The security rule: team identity comes from auth, never the request

Here's the load-bearing rule. The active team for a request is read from the authenticated context (AuthContext.team_id), resolved from the key/JWT — never from a field in the request body or query string.

Trusting request-supplied team_id is a spend-attribution exploit

If the gateway took team_id from the request body, a caller could attribute their spend to another team — draining a rival team's budget or hiding their own usage. So team identity for any authorization or attribution decision comes only from the authenticated key. The request can say anything; the gateway believes only the context.

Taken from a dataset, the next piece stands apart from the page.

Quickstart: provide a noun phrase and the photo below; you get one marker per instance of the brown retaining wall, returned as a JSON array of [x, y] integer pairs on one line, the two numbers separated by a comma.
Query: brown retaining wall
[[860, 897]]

This mirrors why rate limits and A/B assignment aren't request-overridable: anything that decides authorization or attribution must come from a source the caller can't forge. The team_id does flow outward into provider metadata for tracking — but it's sourced from AuthContext, not echoed from the caller's input.

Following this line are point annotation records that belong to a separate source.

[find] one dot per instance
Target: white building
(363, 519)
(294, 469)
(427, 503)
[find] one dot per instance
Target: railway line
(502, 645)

Enforced at the database, not just the app

Team scoping isn't only application logic — it's enforced at the database with row-level security. Team-scoped queries are filtered by the authenticated team_id, and the same-UUID architecture means the membership check joins directly against the shared membership table. So even an application bug that forgets a team_id filter can't leak another team's keys: the database refuses the rows. Defense in depth — the app scopes, and the database scopes again underneath it.

The Default team and why it matters

Every org gets a Default team at creation, and it can't be deleted while it has members. This avoids a nasty edge case: an org with zero teams is an org where keys have nowhere to live and new members have nowhere to land. Guaranteeing at least one team means the "where does this key go" question always has an answer, and onboarding never hits a teamless dead-end.

The takeaway

Real organizations are nested, so the tenancy model is too: org for money, team for keys and shared policy, key for per-use limits and attribution — each control attached at the blast radius it's meant to bound. The rule that makes it safe is simple and absolute: team identity for any authorization or attribution decision comes from the authenticated context, never the request. Set up teams in the dashboard; it's the same org-team-member model end to end.